Knock Knock Get Up is a fiercely original, rhythmically undeniable love letter to the Museum’s growing global audience. It’s peppered with field recordings and natural sounds from the city of Santiago, Tuxtla in the Mexican state of Veracruz. From deep in sun-drenched southern Mexico where most of the album’s songs were conceived, the earliest version of Knock Knock Get Up traveled all the way to the frozen winter landscape of the Great North Sound Society in southern Maine. The album is the band’s second made in collaboration with producer Sam Kassirer (Josh Ritter), and was recorded in a month-long marathon at Kassirer’s rustic farmhouse studio in January 2012. The Wax Museum’s fourth LP is a mature and playful evolution of the band’s sound: classical Mexican strumming patterns are translated onto electric guitars sporting halos of fuzz; the leona, a deep-voiced traditional Mexican guitar plays licks like an old-time, stand-up bass; and the track “Vivian” was first written as a bluegrass hoedown before it grew a Caribbean inspired accordion hook and a Brazilian drum part in the studio. With an expanded musical palate of autoharps, organs and mariachi trumpet loops, Knock Knock Get Up is gritty, intoxicating and vibrantly lush.
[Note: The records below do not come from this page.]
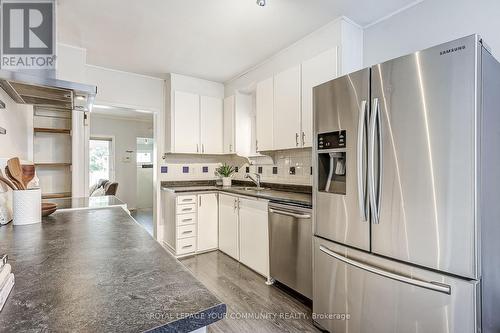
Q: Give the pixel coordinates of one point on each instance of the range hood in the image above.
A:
(47, 92)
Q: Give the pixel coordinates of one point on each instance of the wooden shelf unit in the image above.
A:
(56, 195)
(44, 164)
(52, 143)
(51, 130)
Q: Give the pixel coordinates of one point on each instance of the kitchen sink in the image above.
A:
(249, 188)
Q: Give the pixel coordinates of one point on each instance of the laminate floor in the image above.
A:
(252, 306)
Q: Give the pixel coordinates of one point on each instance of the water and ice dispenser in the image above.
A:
(332, 159)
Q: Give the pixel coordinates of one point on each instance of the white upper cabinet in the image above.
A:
(229, 110)
(285, 107)
(320, 69)
(194, 116)
(212, 118)
(244, 118)
(186, 122)
(286, 124)
(265, 111)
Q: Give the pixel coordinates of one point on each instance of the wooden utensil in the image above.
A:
(7, 182)
(48, 208)
(12, 179)
(16, 171)
(28, 173)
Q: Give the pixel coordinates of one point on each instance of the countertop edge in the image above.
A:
(234, 192)
(193, 321)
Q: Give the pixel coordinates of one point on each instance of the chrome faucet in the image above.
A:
(255, 179)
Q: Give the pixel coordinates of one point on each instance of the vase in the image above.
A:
(226, 181)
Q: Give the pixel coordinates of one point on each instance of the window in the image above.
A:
(100, 160)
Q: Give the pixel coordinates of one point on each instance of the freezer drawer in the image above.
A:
(358, 292)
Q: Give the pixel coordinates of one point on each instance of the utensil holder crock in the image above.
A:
(26, 205)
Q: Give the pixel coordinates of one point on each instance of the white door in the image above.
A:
(207, 222)
(254, 235)
(228, 225)
(212, 128)
(315, 71)
(229, 124)
(186, 116)
(265, 110)
(286, 124)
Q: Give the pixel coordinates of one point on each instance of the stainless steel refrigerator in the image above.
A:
(407, 194)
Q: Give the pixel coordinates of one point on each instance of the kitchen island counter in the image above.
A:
(99, 271)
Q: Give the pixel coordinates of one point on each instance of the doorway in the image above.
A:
(145, 189)
(101, 159)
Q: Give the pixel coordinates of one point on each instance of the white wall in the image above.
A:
(332, 35)
(17, 119)
(429, 23)
(125, 132)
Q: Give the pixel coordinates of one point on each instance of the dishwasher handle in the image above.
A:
(291, 214)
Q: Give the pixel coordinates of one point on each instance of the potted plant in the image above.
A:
(225, 171)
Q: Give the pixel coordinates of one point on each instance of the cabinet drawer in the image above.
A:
(186, 209)
(186, 199)
(186, 219)
(186, 231)
(186, 245)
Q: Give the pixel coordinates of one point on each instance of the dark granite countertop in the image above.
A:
(284, 195)
(99, 271)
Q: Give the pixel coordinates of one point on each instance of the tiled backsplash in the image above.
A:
(289, 167)
(283, 167)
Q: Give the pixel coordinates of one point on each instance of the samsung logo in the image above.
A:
(455, 49)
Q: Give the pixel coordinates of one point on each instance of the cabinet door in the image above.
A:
(265, 111)
(286, 133)
(186, 122)
(254, 235)
(208, 214)
(244, 117)
(212, 129)
(228, 225)
(229, 124)
(320, 69)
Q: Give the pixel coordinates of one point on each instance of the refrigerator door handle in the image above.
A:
(375, 197)
(435, 286)
(380, 159)
(361, 185)
(371, 162)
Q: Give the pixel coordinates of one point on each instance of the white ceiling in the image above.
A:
(211, 39)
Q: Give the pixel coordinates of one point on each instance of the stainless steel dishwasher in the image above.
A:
(290, 239)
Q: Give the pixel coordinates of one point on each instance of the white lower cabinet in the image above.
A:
(228, 225)
(243, 231)
(254, 235)
(207, 222)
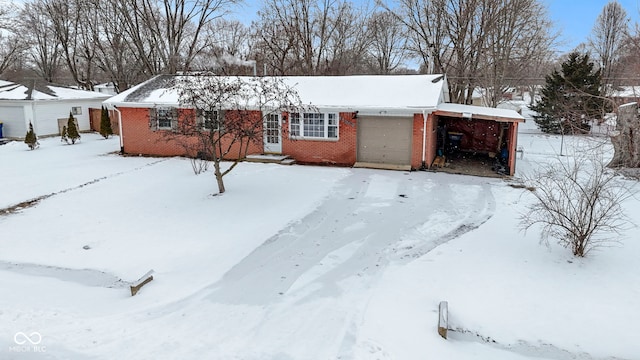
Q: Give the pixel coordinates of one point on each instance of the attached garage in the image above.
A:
(476, 140)
(384, 140)
(12, 118)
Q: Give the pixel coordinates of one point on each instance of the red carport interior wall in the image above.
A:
(513, 144)
(138, 138)
(431, 137)
(339, 152)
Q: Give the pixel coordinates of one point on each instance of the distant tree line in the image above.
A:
(489, 44)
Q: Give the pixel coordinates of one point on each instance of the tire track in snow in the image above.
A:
(35, 201)
(316, 275)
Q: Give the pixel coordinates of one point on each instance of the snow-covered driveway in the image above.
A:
(304, 292)
(371, 218)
David Wax Museum’s eclectic sound has deep roots in Mexican and American soil. On several trips south of the border, including a yearlong Harvard fellowship, David Wax has immersed himself in the country’s rich traditional music culture, son mexicano, learning from the form’s living masters. Suz Slezak was homeschooled by her father on a small farm in rural Virginia, and reared on music – old time, Irish, classical, and folk. The two met in 2007 and began blending their unique musical perspectives to form the band.

The bonfire of success David Wax Museum has kindled with its innovative, grass-roots approach is currently roaring. After years busking at house concerts and touring with The Avett Brothers, the Carolina Chocolate Drops, and the Old 97s, DWM picked up the 2010 Boston Music Awards Americana Artist of the Year. In 2011 they released their second album, the acclaimed Everything Is Saved. The album’s single “Born with a Broken Heart” won the BMA’s Song of the Year. But critical mass came with the band’s breakout performance at the 2010 Newport Folk Festival, an opportunity won by DWM fans in an online competition. NPR called their concert at Newport a highlight of the entire weekend, Bob Boilen of All Songs Considered filed their sound under “pure, irresistible joy”, and the Museum was invited back to Newport to play the 2011 main stage. With an illustration in The New Yorker, #8 on Paste Magazine’s list of the Best Live Acts of 2011, and a nod from TIME magazine as one of the top ten acts of 2011’s South by Southwest, David Wax Museum has become one of the hottest new indie bands around.